Machine-Learning-Tree-based-method

This project practices tree-based methods on predicting the presence/absence of 'bigfoot' with climate data

This exercise applied CART and Random Forest to predict the presence of 'big foot" in area with known climate.

Load packages

library(rspatial)
library(maptools)
library(raster)
library(rpart)
library(dismo)
library(randomForest)
library(maptools)

Observations -- Occurrence of "big foot" worldwide\

bf <- sp_data('bigfoot')

plot(bf[,1:2], cex=0.5, col='red')
data(wrld_simpl)

plot(wrld_simpl, add=TRUE)

Predictors
Climate is used as predictors.
In world climate raster file, bio1 is annual mean temperature(C). bio12 is annual precipitation.

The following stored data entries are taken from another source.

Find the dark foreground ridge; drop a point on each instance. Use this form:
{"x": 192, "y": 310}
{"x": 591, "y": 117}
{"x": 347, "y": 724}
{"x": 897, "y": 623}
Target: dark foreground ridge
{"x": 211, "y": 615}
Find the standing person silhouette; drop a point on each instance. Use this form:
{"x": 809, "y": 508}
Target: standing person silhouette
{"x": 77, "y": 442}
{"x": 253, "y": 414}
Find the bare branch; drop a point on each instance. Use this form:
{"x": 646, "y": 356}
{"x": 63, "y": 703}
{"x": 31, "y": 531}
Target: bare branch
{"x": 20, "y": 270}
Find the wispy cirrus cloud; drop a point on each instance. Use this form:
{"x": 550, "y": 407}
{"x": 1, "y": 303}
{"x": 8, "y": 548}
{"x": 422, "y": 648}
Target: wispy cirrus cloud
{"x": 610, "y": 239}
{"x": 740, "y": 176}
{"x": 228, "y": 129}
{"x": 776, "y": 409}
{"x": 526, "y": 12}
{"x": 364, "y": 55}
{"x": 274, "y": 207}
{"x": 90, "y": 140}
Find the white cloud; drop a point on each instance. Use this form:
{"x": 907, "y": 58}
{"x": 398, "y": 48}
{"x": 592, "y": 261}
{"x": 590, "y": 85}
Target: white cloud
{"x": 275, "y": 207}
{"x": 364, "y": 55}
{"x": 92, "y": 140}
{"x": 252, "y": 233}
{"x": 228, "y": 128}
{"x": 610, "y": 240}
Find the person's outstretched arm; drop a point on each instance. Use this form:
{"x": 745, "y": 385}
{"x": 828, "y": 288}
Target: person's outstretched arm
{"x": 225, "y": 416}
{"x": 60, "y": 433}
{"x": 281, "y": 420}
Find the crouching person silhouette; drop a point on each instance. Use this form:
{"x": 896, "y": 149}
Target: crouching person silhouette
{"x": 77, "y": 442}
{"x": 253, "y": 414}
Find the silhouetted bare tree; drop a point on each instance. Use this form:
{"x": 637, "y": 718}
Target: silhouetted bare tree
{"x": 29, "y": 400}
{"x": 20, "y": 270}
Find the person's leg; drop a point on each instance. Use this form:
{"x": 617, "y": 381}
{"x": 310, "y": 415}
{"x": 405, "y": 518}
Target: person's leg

wc <- raster::getData('worldclim', res=10, var='bio')

# plot two bio data
plot(wc[[c(1, 12)]], nr=2)

bfc <- extract(wc, bf[,1:2])

# Any missing values?
i <- which(is.na(bfc[,1]))

plot(bf[,1:2], cex=0.5, col='blue')

plot(wrld_simpl, add=TRUE)

points(bf[i, ], pch=20, cex=3, col='red')

Background data
To create climate data without knowing big foot exists or not.

# extent of all points
e <- extent(SpatialPoints(bf[, 1:2]))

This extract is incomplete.